On Projects, and having too many of them
Projects— all software developers have them; many of us would say that we have too many, but how do you manage yours?
Working for a small newspaper with extremely limited resources and even more limited understanding of technology has taught me many things about managing workloads and ensuring that everybody is looped in on various projects for which they are stakeholders— whether they like it or not.
Use a project management solution
For projects under my management, I’ve set up an instance of Trac that I use to keep everybody on the same page with regard to scheduling, priority, and project details. Trac is spectacular because it’s open-source, and can be easily set up on a linux box hidden in a closet somewhere.
Projects are always more complex than they appear initially; do not expect to be able to keep in mind every single detail about things you’re working on, all of the comments people have made, and all of the project details that become apparent as stakeholders and you, yourself, become aware of along the way.

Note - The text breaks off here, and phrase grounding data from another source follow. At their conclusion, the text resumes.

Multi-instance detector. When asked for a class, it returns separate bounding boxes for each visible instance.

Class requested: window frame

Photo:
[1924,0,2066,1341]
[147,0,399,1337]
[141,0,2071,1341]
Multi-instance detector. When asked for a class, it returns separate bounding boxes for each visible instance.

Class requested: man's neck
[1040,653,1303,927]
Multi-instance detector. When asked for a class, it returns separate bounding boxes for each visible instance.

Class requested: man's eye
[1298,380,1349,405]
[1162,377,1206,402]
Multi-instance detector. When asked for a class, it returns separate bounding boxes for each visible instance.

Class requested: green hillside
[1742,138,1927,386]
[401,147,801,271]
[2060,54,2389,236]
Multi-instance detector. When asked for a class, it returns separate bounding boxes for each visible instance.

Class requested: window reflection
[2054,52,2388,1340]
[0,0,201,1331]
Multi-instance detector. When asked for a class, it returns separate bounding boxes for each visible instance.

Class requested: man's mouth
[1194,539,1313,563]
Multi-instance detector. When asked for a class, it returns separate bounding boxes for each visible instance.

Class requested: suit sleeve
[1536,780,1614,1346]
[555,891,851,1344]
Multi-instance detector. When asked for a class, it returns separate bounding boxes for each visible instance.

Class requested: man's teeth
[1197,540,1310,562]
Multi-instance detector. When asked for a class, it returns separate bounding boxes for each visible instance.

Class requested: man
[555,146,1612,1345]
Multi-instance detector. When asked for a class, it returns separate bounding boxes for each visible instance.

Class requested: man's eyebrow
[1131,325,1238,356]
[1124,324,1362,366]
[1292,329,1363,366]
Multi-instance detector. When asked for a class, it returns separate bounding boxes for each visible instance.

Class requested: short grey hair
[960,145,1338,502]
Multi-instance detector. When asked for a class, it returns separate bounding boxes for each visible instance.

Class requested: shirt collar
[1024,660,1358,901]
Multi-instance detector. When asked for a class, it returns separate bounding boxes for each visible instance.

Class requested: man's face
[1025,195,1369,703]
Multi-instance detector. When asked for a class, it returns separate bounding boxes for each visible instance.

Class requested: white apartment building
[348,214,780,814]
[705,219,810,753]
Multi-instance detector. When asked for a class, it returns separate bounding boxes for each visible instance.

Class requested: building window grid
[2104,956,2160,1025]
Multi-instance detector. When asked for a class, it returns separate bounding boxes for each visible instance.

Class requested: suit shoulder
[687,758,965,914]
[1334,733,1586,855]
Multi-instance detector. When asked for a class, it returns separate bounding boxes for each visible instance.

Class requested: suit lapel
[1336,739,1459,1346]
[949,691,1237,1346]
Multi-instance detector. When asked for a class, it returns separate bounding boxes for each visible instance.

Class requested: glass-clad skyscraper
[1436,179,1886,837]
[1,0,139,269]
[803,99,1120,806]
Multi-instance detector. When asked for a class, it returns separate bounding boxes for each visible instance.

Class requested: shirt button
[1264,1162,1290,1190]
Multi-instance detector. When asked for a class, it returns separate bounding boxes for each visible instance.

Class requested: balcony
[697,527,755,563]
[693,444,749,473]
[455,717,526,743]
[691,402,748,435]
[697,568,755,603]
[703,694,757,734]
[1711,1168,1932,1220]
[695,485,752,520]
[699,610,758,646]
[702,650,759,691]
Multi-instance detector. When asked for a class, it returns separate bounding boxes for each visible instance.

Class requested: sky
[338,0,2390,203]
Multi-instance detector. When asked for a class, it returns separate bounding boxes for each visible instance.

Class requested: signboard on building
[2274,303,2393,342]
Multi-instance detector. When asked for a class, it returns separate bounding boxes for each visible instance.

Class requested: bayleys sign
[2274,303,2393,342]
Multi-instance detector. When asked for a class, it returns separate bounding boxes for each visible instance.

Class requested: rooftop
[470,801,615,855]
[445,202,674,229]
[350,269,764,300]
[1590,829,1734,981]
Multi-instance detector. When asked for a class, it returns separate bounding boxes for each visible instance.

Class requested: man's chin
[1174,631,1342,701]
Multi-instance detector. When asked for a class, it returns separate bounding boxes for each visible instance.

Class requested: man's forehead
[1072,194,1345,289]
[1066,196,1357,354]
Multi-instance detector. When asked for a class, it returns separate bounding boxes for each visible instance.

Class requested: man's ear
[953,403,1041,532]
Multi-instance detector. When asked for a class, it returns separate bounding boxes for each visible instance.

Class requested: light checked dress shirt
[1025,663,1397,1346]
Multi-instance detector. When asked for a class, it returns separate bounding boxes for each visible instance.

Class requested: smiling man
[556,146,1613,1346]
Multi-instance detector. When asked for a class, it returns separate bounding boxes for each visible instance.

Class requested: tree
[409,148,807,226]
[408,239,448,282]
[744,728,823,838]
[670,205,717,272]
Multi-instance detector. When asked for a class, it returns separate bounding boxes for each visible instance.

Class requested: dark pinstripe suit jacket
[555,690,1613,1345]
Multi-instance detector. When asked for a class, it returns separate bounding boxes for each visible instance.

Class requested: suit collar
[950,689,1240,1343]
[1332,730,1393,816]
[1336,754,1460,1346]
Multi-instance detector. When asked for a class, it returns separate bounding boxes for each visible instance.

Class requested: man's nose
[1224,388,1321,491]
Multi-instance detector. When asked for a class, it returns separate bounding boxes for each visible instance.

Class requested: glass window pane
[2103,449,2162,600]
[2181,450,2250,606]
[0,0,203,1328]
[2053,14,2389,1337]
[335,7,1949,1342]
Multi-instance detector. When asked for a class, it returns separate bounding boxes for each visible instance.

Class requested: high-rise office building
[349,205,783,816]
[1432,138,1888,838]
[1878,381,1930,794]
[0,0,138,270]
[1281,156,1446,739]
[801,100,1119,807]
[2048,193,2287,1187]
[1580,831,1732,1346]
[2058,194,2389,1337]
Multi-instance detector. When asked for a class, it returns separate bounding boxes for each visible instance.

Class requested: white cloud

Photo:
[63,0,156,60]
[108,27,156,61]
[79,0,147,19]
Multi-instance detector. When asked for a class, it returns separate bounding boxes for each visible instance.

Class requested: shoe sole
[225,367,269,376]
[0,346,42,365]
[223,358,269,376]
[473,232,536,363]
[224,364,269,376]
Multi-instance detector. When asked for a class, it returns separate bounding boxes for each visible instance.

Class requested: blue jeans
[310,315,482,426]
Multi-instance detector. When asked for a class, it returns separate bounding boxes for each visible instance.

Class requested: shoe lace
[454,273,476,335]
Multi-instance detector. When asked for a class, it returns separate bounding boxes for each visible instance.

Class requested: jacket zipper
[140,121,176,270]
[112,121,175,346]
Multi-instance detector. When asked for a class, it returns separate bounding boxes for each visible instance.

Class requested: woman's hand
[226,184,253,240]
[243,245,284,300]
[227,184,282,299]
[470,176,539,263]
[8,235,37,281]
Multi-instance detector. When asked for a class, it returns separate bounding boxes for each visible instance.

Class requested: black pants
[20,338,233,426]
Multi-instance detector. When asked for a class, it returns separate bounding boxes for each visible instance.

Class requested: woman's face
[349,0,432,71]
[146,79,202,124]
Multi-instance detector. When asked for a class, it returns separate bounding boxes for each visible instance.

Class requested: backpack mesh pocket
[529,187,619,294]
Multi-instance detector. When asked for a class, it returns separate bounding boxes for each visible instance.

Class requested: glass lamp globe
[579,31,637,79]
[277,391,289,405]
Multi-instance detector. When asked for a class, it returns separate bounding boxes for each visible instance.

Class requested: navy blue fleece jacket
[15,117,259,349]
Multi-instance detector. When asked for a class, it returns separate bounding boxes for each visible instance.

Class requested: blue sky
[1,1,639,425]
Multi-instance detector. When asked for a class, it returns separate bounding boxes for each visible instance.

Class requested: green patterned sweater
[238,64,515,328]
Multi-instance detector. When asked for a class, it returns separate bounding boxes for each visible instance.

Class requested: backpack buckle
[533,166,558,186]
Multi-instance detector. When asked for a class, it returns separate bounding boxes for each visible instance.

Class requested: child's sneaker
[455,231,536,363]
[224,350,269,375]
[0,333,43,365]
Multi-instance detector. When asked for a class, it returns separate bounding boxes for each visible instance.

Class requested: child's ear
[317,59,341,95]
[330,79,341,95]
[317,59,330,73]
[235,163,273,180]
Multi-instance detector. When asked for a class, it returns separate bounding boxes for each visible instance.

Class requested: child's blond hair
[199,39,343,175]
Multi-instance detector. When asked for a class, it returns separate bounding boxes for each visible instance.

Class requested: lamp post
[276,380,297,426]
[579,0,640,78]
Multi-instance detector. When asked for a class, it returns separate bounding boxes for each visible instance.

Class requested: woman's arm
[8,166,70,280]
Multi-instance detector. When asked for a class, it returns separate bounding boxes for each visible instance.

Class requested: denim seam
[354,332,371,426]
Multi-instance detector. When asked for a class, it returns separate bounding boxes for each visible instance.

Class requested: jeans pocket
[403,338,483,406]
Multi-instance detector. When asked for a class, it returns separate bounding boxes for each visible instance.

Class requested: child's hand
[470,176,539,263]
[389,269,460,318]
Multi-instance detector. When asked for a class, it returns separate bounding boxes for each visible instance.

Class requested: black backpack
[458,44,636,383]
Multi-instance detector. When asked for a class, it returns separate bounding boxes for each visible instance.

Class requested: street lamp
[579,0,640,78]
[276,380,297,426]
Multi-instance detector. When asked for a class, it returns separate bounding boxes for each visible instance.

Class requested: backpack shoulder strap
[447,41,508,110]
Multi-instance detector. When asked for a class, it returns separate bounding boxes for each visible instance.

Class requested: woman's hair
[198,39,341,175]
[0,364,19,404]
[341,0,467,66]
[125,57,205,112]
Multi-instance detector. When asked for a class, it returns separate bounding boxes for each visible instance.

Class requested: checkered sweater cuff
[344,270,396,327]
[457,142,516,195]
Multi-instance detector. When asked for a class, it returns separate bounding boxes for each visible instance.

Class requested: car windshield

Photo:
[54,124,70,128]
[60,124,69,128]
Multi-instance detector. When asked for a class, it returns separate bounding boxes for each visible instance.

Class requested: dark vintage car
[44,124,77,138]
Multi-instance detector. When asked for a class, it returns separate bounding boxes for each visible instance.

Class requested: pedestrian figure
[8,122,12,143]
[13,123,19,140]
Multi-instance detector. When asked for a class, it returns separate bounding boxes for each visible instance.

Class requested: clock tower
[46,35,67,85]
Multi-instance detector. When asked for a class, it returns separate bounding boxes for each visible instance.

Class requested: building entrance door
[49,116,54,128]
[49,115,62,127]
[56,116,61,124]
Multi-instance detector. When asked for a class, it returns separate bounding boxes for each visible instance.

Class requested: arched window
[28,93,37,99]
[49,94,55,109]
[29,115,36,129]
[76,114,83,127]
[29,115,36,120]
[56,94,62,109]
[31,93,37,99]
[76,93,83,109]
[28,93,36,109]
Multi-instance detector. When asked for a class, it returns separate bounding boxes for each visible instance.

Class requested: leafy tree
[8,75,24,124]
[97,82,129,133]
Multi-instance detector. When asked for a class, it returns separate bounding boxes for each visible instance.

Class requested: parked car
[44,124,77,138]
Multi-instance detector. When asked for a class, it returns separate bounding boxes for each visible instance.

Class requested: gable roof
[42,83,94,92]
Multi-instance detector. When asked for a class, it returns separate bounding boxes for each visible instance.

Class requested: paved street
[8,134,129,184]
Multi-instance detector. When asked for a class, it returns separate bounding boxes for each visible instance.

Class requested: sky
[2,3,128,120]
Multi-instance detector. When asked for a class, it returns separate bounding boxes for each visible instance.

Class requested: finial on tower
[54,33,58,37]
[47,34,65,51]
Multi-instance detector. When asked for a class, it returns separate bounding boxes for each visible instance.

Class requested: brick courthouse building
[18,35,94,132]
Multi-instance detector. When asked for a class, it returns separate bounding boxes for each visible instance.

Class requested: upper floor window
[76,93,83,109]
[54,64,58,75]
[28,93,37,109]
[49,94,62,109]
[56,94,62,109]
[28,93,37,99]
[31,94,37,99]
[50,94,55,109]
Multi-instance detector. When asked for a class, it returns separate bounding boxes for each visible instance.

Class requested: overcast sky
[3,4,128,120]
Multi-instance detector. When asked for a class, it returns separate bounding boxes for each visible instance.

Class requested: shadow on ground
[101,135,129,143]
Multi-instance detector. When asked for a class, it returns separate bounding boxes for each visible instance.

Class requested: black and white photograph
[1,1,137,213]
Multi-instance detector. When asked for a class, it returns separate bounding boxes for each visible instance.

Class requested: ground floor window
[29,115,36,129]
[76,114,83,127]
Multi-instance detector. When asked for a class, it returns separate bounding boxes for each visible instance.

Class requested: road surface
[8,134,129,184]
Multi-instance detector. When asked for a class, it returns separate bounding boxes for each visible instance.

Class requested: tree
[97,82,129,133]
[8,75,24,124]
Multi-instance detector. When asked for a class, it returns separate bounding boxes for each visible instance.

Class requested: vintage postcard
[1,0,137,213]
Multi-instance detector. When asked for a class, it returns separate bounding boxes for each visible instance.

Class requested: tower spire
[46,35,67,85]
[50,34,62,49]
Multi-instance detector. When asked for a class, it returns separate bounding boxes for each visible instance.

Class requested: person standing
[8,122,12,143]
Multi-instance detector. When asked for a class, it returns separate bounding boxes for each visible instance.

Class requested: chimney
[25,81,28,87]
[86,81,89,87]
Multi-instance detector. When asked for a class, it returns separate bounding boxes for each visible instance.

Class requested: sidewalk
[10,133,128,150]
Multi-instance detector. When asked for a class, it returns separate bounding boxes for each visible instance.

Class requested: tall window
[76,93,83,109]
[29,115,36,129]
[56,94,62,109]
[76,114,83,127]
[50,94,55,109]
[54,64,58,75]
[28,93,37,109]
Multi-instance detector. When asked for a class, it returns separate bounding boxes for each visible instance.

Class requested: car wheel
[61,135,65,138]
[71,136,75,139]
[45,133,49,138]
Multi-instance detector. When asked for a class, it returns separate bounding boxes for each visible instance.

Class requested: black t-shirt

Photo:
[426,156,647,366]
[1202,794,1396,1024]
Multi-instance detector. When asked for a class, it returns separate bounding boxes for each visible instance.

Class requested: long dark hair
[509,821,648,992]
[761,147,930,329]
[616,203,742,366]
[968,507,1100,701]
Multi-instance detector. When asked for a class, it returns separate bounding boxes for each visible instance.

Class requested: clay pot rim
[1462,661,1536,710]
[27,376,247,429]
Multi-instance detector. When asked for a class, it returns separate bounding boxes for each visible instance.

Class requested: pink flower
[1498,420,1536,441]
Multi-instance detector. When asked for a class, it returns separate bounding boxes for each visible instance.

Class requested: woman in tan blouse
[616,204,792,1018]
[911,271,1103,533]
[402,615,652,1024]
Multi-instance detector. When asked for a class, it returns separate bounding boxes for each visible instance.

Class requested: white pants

Weeding through thousands of e-mails looking for a proof for an ad, a feature request, or even just a note regarding a color being slightly too blue is a potentially excessive time sink, and tying people to their own decisions is the only way to manage
The road to success is paved with failures
If you mess something up, say so; keep track of it, write it down, and absolutely do not try and cover it up. This may not be good for personal marketing, but it will be essential for your being able to record where things went awry in the past, and will prevent you from making the same sorts of mistakes in the future.
Track your hours
Time tracking always seems like a waste of time, but people are really, really bad at keeping track of how long things take. If you do not keep track of things, you will perpetually over-crowd your development schedule due to underestimating any of the thousands of coding-unrelated time costs.
When asked to estimate how long a project will take, programmers like me are likely to estimate assuming that they are staring at a computer screen for four hour blocks, building a solution. Things that are inevitably left out include meetings, telephone calls, unexpected problems, hangovers, and the like. Programming costs time.
Personally, I use a little python app named TimeBook, and a little script that will read through my time tracking entries, searching for ticket numbers. If it finds a ticket number in the annotation for a specific time tracking entry, those hours are added to an “hours spent” field on the ticket itself. This institutes transparency day-to-day with regard to how far along a project is, and helps you make better hours estimates in the future.
Double your hour estimates
Accurate hours estimates are essential for scheduling and setting expectations. Projects are always more complex than they appear, and the human mind is extremely bad at adding in tangential costs. Especially if you haven’t been rigorously tracking hours spent per-project, using a simple “this will take about twice as much of my attention as I think I’ll spend coding it up” is relatively accurate, and much, much better than over-estimation.
Nominate a primary stakeholder
On every single project I enter into my ticket queue, I always have at least one person on the CC list— the person nominated as the primary stakeholder.
Do not let people convince you into divvying up various aspects of a project into more than one primary stakeholder— developer hours are expensive, let the primary stakeholder determine who to send the request to. Also, this way, there’s at least one person who should know all aspects of the project at hand moment-to-moment.
Assume you’ll have time to code only 20-30 hours per week
Even if you’re on a solid 60 hour work week, you must make sure that you have enough of a buffer in your schedule to handle unexpected issues requiring your immediate attention like meetings not directly (or, not directly yet) tied to a specific project.
If you assume that you’ll be able to operate at 100% coding efficiency, you’ll be sadly mistaken when a server room catches fire, when a salesperson has pitched a project requiring a two-hour project initiation meeting, or when you’ve found a wonderful refactoring opportunity in your code that will save time in the future.
Bugs, refactoring and generalization, and meetings are all costs that may not be expected, but they absolutely do happen.